Abstract

The present work demonstrates a multi-response optimization problem for selection of optimal cutting parameters (optimal process environment) for machining (turning) of nylon 6; by using Principal Component Analysis (PCA) followed by fuzzy linguistic reasoning in combination with Taguchi’s robust design technique. In this study, three controllable process parameters: cutting speed, feed, and depth of cut have been considered for obtaining desired Material Removal Rate (MRR) of the process and favorable multiple surface roughness features for the machined product; based on L9 orthogonal array experimental design. The study has been aimed to search an appropriate process environment for simultaneous optimization of quality-productivity favorably. Various surface roughness parameters of statistical importance (of the machined product) have been considered as product quality characteristics whereas; MRR has been treated as productivity measure for the said machining process.
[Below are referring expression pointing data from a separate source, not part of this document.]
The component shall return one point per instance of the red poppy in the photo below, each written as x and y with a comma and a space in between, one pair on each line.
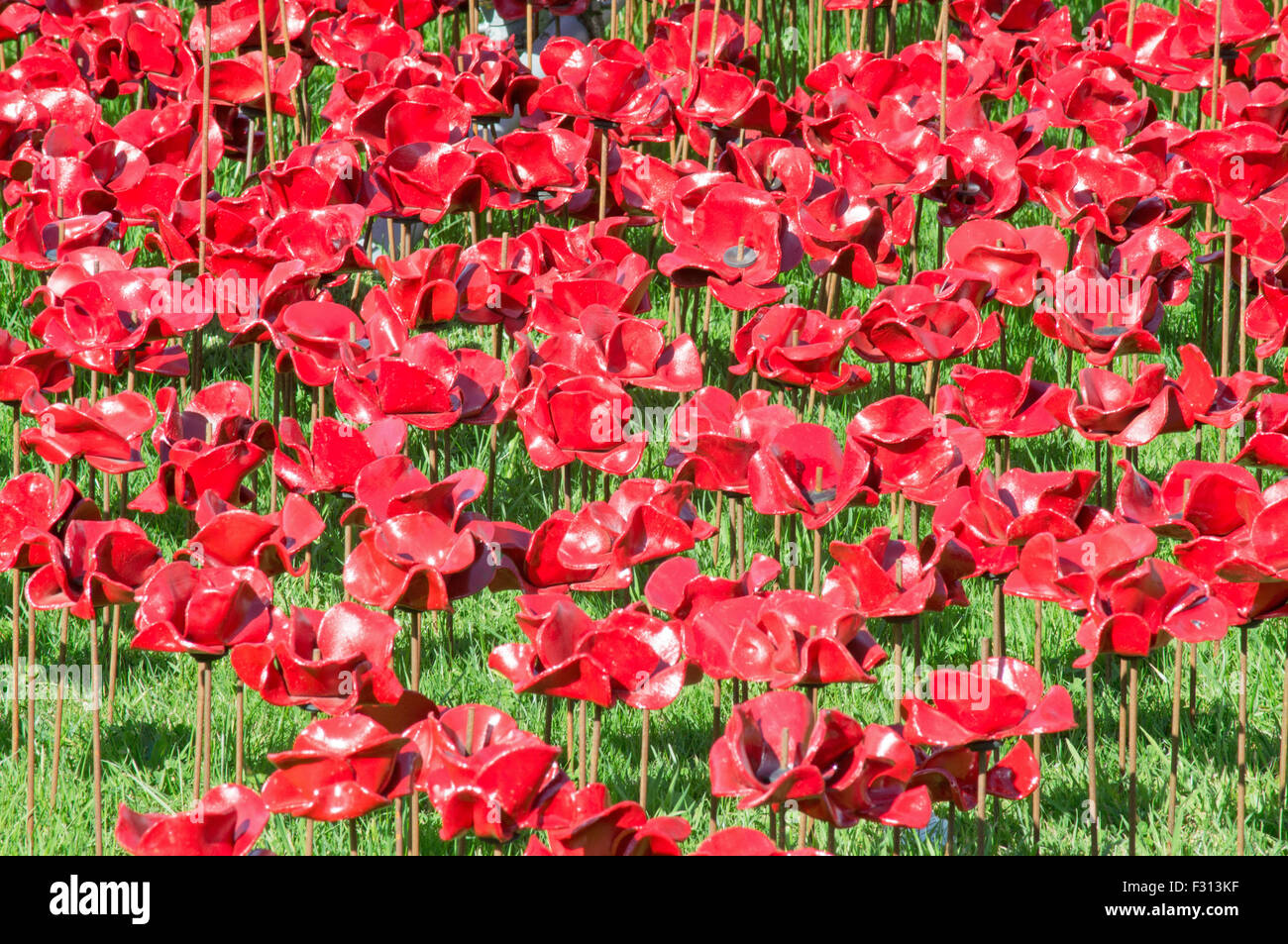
996, 517
681, 588
890, 579
25, 368
785, 638
911, 323
1210, 498
31, 506
227, 820
416, 562
336, 456
210, 446
340, 768
804, 471
1069, 572
1142, 609
91, 566
579, 419
730, 239
1267, 446
1014, 259
1000, 403
995, 699
919, 455
331, 661
108, 433
629, 656
487, 776
237, 537
799, 347
1109, 407
606, 81
584, 823
713, 437
776, 750
202, 612
952, 775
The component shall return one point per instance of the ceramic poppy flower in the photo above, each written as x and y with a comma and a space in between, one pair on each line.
995, 517
1129, 413
674, 40
110, 316
605, 81
1000, 403
741, 840
1103, 317
202, 612
31, 506
331, 661
774, 750
545, 166
585, 823
1267, 446
1145, 608
227, 820
393, 485
681, 588
1100, 184
25, 368
1266, 320
423, 381
892, 579
579, 419
803, 469
419, 562
336, 455
627, 656
490, 288
230, 536
108, 434
911, 323
1069, 572
1209, 498
342, 768
799, 347
625, 349
597, 546
850, 233
325, 240
995, 699
555, 662
785, 638
952, 775
316, 339
1219, 402
1243, 571
240, 81
420, 286
979, 176
487, 776
713, 436
213, 446
1014, 259
91, 566
1261, 161
734, 240
921, 455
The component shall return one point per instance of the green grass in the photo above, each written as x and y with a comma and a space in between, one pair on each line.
147, 747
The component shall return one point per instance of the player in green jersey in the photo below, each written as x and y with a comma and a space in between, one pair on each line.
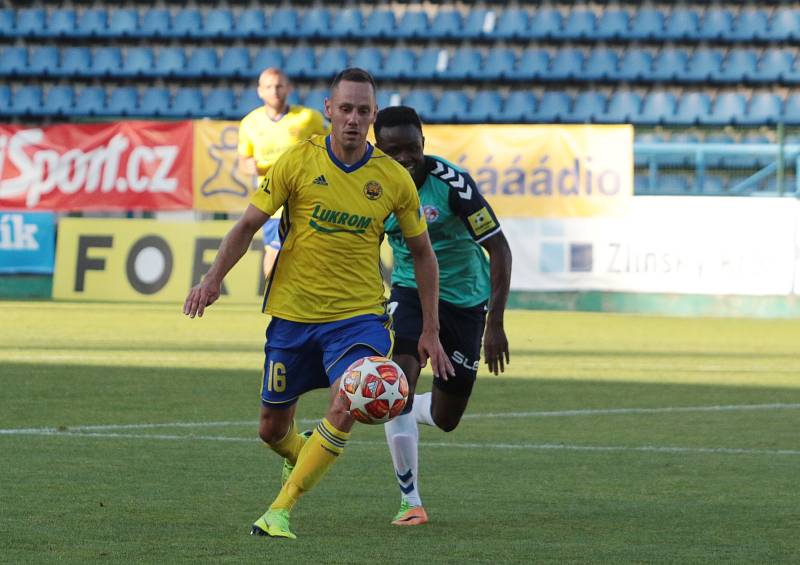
461, 225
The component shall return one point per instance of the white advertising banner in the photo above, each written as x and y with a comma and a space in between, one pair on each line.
666, 244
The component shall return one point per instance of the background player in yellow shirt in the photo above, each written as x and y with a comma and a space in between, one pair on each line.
325, 293
268, 131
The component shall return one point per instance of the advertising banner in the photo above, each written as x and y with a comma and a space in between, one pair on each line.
132, 165
27, 242
148, 260
667, 244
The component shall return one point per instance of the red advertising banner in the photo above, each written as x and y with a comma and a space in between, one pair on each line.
134, 165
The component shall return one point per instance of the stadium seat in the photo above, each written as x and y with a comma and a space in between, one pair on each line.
235, 62
545, 24
519, 107
579, 25
380, 25
58, 101
156, 22
682, 25
251, 24
90, 102
601, 64
107, 61
657, 108
512, 24
123, 23
138, 61
613, 25
648, 23
123, 101
347, 23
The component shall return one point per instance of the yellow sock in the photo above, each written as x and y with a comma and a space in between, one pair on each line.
289, 447
318, 454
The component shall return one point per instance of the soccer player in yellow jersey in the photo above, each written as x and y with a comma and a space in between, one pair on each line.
268, 131
325, 293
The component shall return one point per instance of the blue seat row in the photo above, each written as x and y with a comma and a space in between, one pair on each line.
571, 64
646, 23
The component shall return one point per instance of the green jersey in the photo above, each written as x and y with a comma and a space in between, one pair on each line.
459, 218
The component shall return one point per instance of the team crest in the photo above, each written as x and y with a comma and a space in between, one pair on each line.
373, 190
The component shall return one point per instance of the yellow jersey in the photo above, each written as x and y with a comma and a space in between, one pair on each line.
264, 139
332, 226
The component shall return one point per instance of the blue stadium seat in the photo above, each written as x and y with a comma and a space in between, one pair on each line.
422, 101
738, 66
784, 25
220, 103
703, 65
124, 22
61, 23
107, 61
91, 101
331, 61
30, 23
635, 64
251, 24
682, 25
235, 62
717, 24
187, 23
752, 24
623, 108
648, 23
170, 61
316, 22
219, 23
553, 107
123, 101
400, 64
154, 102
13, 61
447, 24
728, 107
512, 24
300, 62
380, 25
76, 62
613, 24
567, 65
43, 61
58, 101
669, 64
266, 58
519, 107
601, 64
580, 24
347, 23
587, 107
92, 23
413, 24
138, 62
658, 108
534, 64
692, 108
545, 24
156, 22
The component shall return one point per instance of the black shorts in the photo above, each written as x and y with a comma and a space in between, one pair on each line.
460, 331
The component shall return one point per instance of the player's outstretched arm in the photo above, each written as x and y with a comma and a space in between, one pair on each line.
495, 343
233, 247
426, 272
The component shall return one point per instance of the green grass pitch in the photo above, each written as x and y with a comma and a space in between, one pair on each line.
128, 435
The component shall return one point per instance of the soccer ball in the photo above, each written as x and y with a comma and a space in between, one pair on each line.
374, 389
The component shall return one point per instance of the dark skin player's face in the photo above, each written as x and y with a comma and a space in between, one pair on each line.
405, 144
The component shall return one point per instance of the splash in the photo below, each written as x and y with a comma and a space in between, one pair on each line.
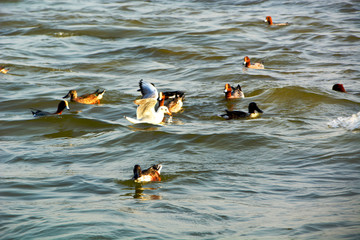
349, 123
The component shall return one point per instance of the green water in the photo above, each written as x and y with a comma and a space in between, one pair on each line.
290, 174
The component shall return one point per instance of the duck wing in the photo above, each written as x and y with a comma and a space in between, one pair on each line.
146, 108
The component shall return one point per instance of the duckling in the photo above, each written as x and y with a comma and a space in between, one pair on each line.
339, 87
268, 19
91, 98
233, 92
150, 174
253, 112
254, 66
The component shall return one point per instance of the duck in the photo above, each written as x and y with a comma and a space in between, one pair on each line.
92, 98
268, 19
172, 100
339, 87
233, 92
3, 70
254, 66
148, 90
146, 113
148, 175
61, 106
253, 112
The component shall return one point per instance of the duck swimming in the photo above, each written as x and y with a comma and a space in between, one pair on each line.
92, 98
254, 112
148, 90
172, 100
62, 105
146, 113
150, 174
268, 19
233, 92
3, 70
254, 66
339, 87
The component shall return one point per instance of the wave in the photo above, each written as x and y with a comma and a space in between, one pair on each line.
350, 123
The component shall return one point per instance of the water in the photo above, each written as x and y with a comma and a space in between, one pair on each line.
291, 174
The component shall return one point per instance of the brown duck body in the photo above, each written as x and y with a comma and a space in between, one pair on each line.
254, 66
92, 98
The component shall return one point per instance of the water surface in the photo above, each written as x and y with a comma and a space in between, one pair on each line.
291, 174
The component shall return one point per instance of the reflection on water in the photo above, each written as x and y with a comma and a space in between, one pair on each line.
234, 179
139, 193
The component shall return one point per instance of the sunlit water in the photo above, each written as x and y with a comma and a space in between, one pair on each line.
293, 173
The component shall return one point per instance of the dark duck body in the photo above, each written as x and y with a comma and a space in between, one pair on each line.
253, 112
91, 98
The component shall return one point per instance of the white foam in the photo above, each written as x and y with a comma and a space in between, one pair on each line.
349, 123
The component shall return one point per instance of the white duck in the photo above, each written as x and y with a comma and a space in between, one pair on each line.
146, 113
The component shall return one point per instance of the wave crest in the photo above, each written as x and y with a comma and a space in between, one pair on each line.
349, 123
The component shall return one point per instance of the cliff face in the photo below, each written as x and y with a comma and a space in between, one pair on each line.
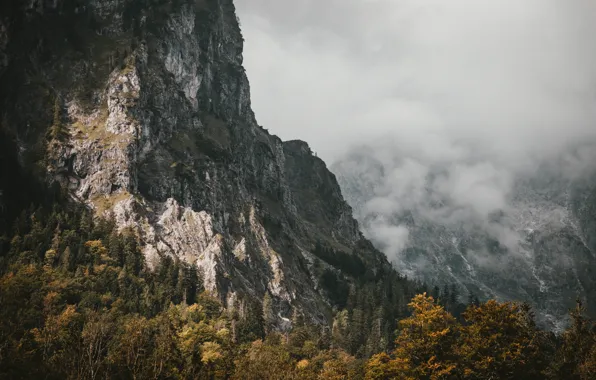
142, 109
540, 248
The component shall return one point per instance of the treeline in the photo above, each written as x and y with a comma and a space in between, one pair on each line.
78, 302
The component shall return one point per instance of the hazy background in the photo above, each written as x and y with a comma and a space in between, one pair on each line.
473, 93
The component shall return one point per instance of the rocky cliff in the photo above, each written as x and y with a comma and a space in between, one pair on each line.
141, 109
539, 248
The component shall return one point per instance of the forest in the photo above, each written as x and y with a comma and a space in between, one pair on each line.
79, 302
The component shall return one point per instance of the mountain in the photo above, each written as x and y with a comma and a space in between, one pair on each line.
538, 247
140, 109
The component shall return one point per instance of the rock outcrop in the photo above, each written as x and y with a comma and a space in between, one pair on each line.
141, 109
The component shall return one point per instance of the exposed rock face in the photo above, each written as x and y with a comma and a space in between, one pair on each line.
540, 248
153, 107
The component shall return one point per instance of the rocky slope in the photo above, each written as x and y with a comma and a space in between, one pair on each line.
540, 248
141, 109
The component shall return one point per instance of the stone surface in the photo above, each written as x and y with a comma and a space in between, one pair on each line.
160, 134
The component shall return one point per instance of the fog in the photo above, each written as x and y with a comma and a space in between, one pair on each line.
471, 94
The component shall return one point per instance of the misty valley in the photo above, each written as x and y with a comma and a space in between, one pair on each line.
440, 222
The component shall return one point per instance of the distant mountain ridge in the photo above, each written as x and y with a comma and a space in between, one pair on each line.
540, 248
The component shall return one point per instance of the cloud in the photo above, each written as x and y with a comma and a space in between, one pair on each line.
453, 100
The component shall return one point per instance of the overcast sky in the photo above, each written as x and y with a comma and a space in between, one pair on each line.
440, 78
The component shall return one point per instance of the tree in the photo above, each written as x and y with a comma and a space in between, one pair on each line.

To avoid assumptions, limitations, uncertainties and imprecision in application of existing multi-response optimization techniques; Principal Component Analysis (PCA) has been proposed to convert correlated responses into uncorrelated quality indices (called individual principal components); next, a fuzzy inference system (FIS) has been proposed for meaningful and feasible aggregation of individual principal components into an equivalent single quality index, thereby, converting such a multi-objective optimization problem into an equivalent single objective optimization situation. A Multi-Performance Characteristic Index (MPCI) has been defined based on the FIS output. MPCI has been optimized finally using Taguchi method. The study exhibits application feasibility of the proposed approach with satisfactory result of confirmatory test.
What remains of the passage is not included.